9 CFR 3.81(a)(3) Environment enhancement to promote psychological well-being: social grouping
UW–Madison animal care and research staff make extensive efforts to safely house rhesus macaque monkeys in social groups. Behaviorists, veterinarians, and animal care staff work together to monitor all social groups for signs of incompatibility. Despite vigilance and management of social groups, there are occasional injuries from aggression between monkeys.
On Dec. 28, 2015, a monkey was found dead in its social group housing due to injuries presumably inflicted by an older monkey. The monkey that died was already recovering from injuries acquired in a Dec. 24 altercation with the older animal — injuries for which the monkey had received prompt and responsive treatment by a veterinarian. The veterinarian had returned the animal to its social group after treatment, a decision that weighed risk of further injury against the risk of housing the animal without its partners.
After the initial injuries, the animal was observed daily by caretakers and others, none of whom noted additional aggression, injury, or cause for removing the animal from its group. Nonetheless, on Dec. 28 the monkey was found dead. USDA inspectors in 2016 issued a citation because they disagreed with the veterinarian’s assessment and believed the injuries the monkey received Dec. 24 provided enough evidence of incompatibility to preclude the animal’s return to social housing.
9 CFR 3.83 Watering
Each monkey in the care of the university has access to drinking water, and those water systems are to be checked daily by animal caretakers to ensure that access. However, during four days in December 2015, a line supplying water to three rhesus monkeys became disconnected, and the failure was not discovered by staff attending to the water system.
It is unclear how long during those four days the animals were without water, and they did not show outward signs of dehydration during the daily monitoring performed by caretakers and other staff. But when the fault in the supply line was discovered, and the monkeys examined, the sodium levels in their blood were higher than normal. That is a symptom of dehydration, and all three began treatment for dehydration.
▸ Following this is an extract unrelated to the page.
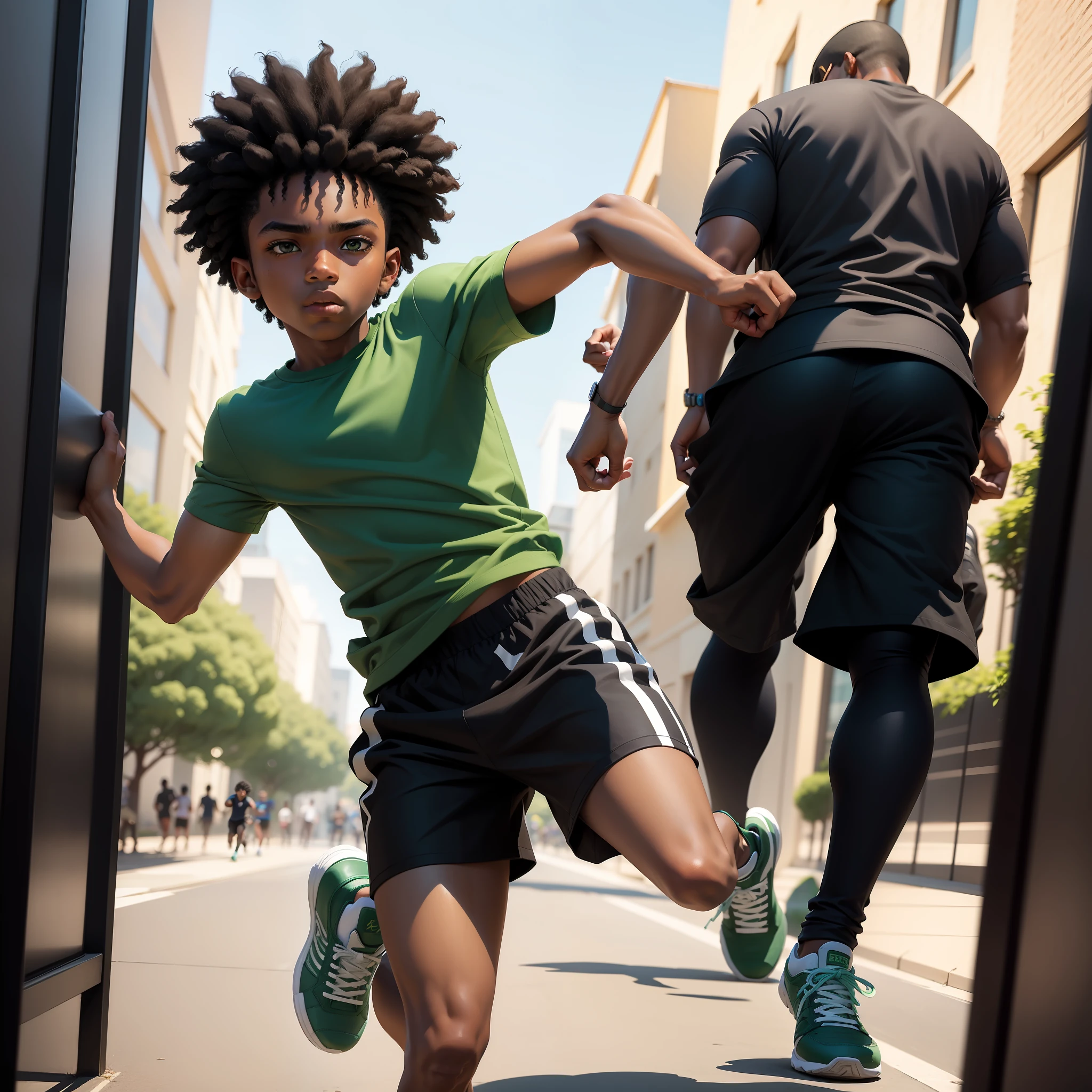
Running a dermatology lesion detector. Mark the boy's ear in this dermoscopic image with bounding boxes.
[382,247,402,294]
[231,258,262,300]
Sadly, one of the monkeys did not improve with the therapy, and was humanely euthanized by veterinarians. The two other monkeys fully recovered. Personnel changes were made following the loss.
9 CFR 3.12(a) Facilities, general, structural strength
Two ground squirrels were able to exit their enclosure when it was not properly latched. Only one was recovered.
All staff that interacted with ground squirrels went through additional training on securing the enclosure covers, and the lab added a daily visual check of each animal. Enclosure covers were reinforced with a second layer of material, live traps were added to the squirrel room, and covers to potential room exits were improved.
9 CFR 3.129(a) Feeding
On Jan. 25, 2016, UW–Madison staff found a mouse dead in a laboratory enclosure. Another mouse living in the shared enclosure was found to be weak and unhealthy and was euthanized. Records revealed the food containers for the mice had not been refilled properly.
The laboratory had not previously experienced any similar incidents, but the unfortunate loss of the mice led to several changes in lab operations. The lab added staff and refined training and tracking of mouse care. Campus oversight groups increased the frequency of visits to monitor the lab’s animals, and required more stringent record-keeping of the lab.